Even if your preferred doc is in the room, it’s also possible that a medical student or intern will be doing the delivery – or, at least, assisting. Many hospitals are “teaching hospitals.” This means exactly what you think it means. The hospital is responsible for teaching new doctors, nurses and other medical professionals. Hey, they have to practice on someone. Right? Don’t worry about getting subpar treatment. The “teachers” (doctors and nurses) will closely supervise.
3 Some Women Tear
It’s possible that you’ll tear during delivery. Yes, your hoo-ha stretches to accommodate the baby. But, sometimes not enough. Some medical providers recommend oiling up the area prior to childbirth. Massaging oil into the perennial area may help you stretch at least somewhat more during delivery. Keep in mind, that doesn’t guarantee you won’t tear.
Even if you were already expecting to tear, you might rip more than you could ever imagine. Some women only mildly tear. These first tears are right around the vagina, and may include the labia minora. Second-degree tearing may include some perineum involvement. Third-degree tears involve the anal sphincter muscle and fourth-degree rips go into the anal lining.
While first-degree tears may heal on their own, anything more intense requires a doctor’s stitching. Some OB’s recommend surgical cutting (episiotomies) as an alternative to natural tearing. Using a scalpel to cut near the vaginal opening may help to control the damage, making the tear less jagged and stopping it from going into the anal area.
2 The Baby May Not Look Perfect
Oh, we know – all babies are perfect. And your baby? Well, your baby looks like a gorgeous little cherub. She’s beautiful. Um, maybe not right now. Sorry. But, at birth most babies kind of look like aliens. If you’re having a C-section, your baby will probably look less odd. Why? Instead of making her way down the ever-squishing birth canal, a C-section baby is lifted out of the uterus. This means the baby’s head won’t get pressed into a weirdo football shape.
Some vaginal deliveries require vacuums or forceps to get the baby out. These aren’t the high-powered kinds of vacuums you use to sweep up all the pet hair in your house. They’re gentle versions that doctors use to quickly extract a baby. But, they may make the baby’s head somewhat misshapen – at least for the time right after delivery.
Along with your baby’s oddly shaped head, she’ll also come out covered in all kinds of goo. Obviously. She’s been swimming around in that amniotic fluid and you’ve got some bleeding going on down there. It’s okay. The medical staff are totally efficient when it comes to wiping off a newborn. Your little angel will be photo ready in minutes.
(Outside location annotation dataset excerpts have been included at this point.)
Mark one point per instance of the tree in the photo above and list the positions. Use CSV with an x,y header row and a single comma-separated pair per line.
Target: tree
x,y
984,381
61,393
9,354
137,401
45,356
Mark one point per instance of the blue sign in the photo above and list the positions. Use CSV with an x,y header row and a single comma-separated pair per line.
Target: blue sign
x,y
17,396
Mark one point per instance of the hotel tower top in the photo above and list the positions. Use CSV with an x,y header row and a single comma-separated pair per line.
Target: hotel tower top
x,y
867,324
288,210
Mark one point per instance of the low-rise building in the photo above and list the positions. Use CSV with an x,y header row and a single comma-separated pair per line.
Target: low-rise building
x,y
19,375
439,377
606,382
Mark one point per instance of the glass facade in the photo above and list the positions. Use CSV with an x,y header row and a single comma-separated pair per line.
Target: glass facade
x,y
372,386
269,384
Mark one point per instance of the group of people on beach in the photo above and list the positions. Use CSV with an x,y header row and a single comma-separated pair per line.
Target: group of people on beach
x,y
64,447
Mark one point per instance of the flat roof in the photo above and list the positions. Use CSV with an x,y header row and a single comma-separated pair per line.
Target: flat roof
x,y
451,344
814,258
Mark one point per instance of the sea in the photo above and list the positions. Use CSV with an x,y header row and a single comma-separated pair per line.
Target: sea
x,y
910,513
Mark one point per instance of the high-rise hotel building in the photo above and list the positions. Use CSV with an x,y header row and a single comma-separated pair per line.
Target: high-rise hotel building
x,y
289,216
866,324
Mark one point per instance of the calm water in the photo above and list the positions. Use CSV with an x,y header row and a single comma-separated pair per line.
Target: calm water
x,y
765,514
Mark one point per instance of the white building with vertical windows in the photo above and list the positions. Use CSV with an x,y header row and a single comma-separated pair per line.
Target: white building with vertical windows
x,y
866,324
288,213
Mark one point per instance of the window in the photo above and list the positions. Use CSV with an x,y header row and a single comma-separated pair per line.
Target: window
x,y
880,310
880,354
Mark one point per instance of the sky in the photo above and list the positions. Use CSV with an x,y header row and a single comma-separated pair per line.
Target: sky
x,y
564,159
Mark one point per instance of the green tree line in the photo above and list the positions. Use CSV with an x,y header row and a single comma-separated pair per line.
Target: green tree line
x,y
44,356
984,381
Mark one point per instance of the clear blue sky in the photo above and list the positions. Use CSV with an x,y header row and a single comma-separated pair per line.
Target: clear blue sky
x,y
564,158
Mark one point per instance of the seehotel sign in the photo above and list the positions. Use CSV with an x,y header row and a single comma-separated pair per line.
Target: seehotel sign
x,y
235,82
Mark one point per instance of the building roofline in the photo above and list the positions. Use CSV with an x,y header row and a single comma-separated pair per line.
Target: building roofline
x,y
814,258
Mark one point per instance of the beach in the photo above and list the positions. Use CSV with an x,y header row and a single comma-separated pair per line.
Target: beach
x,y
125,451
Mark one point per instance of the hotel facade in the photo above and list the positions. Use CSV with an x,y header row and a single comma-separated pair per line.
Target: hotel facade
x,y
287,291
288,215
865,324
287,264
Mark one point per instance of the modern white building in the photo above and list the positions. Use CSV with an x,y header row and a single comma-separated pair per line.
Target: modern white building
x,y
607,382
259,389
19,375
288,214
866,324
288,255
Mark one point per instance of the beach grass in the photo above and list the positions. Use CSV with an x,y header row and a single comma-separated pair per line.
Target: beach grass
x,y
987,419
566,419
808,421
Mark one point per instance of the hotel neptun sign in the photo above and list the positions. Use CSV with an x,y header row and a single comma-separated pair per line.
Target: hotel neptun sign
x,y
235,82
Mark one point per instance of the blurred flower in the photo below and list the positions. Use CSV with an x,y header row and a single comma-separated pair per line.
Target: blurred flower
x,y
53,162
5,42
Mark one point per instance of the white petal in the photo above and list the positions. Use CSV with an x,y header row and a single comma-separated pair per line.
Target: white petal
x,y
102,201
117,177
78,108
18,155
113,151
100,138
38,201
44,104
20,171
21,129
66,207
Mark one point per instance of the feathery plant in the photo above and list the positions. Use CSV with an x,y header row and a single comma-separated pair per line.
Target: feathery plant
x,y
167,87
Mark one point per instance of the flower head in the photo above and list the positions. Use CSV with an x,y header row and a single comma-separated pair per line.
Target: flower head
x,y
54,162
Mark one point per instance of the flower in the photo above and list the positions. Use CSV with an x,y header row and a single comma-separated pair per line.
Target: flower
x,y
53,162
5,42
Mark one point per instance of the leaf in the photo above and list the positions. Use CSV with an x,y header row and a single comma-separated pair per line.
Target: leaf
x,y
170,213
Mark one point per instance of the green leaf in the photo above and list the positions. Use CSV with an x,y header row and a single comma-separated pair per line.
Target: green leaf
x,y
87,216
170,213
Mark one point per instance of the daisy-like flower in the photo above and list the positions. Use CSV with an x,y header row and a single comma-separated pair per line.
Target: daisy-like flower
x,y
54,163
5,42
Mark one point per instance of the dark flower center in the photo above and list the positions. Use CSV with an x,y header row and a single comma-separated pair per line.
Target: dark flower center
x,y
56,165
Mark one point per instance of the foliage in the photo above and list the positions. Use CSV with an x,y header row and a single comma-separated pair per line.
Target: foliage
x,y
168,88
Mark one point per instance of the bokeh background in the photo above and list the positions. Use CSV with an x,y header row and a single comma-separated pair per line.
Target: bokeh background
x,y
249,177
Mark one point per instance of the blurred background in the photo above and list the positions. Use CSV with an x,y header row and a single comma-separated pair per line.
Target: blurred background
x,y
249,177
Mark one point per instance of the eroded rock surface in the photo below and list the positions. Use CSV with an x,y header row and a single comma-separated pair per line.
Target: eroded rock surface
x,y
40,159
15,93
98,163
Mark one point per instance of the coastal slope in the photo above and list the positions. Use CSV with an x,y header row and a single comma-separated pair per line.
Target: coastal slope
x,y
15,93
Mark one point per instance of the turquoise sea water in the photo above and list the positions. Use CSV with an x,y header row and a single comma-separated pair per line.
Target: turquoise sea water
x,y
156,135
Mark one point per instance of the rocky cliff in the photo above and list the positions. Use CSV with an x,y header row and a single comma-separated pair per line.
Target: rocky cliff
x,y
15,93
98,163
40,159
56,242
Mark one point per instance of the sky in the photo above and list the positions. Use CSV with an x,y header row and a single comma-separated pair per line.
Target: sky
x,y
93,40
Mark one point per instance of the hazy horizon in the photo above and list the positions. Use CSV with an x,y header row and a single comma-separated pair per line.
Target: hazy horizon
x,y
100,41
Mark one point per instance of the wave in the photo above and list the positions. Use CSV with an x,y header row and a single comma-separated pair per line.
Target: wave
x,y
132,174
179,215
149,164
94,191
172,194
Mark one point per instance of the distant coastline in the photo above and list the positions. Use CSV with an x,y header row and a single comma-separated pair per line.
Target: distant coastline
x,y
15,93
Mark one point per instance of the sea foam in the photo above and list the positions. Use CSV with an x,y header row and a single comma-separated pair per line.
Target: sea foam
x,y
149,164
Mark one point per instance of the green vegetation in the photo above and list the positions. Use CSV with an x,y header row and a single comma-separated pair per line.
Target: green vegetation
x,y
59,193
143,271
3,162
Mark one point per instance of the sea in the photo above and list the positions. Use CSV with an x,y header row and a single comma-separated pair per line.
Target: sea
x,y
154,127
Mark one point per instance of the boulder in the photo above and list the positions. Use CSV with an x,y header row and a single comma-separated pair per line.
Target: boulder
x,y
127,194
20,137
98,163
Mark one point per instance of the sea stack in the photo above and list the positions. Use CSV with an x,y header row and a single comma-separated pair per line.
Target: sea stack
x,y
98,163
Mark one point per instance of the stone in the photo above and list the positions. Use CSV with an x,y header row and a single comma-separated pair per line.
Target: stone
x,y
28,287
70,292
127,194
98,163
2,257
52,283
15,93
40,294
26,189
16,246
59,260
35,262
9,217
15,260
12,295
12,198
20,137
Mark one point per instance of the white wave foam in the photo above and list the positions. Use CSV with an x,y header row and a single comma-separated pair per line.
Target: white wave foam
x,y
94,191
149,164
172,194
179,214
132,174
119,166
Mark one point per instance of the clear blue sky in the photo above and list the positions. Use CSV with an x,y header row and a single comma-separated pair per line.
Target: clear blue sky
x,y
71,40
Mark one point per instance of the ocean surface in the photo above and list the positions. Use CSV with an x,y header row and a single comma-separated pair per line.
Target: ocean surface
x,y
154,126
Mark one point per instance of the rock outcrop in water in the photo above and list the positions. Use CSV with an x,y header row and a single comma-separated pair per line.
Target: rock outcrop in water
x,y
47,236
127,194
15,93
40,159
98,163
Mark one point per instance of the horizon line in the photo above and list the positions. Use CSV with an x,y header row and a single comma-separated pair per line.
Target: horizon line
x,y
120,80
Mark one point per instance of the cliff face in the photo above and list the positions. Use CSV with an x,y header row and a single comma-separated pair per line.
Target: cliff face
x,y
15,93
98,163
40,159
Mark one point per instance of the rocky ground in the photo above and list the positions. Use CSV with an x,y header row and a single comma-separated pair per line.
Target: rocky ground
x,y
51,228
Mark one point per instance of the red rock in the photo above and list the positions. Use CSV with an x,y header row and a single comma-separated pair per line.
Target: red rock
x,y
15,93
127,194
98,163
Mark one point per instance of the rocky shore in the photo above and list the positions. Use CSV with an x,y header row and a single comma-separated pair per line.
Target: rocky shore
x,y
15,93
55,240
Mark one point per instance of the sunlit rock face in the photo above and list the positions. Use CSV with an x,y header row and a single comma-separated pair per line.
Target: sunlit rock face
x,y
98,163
1 Bodily Functions Get Scary
It’s your baby’s big birth day. Yay! You pushed and pushed and pushed, and now she’s out. The pain is over. Hmm. Maybe not. Yes, the contraction pain is over. Pretty much. You may have some post-delivery cramping as your uterus starts to shrink down. But, we’re talking about another type of pain.
Your lady parts will hurt. It’s likely that they’ll hurt enough to make even the thought of peeing terrify you. With all of the stretching, tearing and other stuff that’s been going on down there, it’s no wonder why emptying your bladder doesn’t exactly feel good. You’ll pretty much want to put your whole hoo-ha on ice, and keep it there.
Even though you didn’t deliver via the back door, that whole area will hurt too. Some women have anal tearing (or tearing that goes close enough to the area to hurt). That, combined with fatigue from pushing baby out, may make the thought of going number two scary enough to keep you tightly bound. Even though your fear is keeping everything clenched, you need to let it loose. If not, you may get constipated. And, that will only make it hurt more.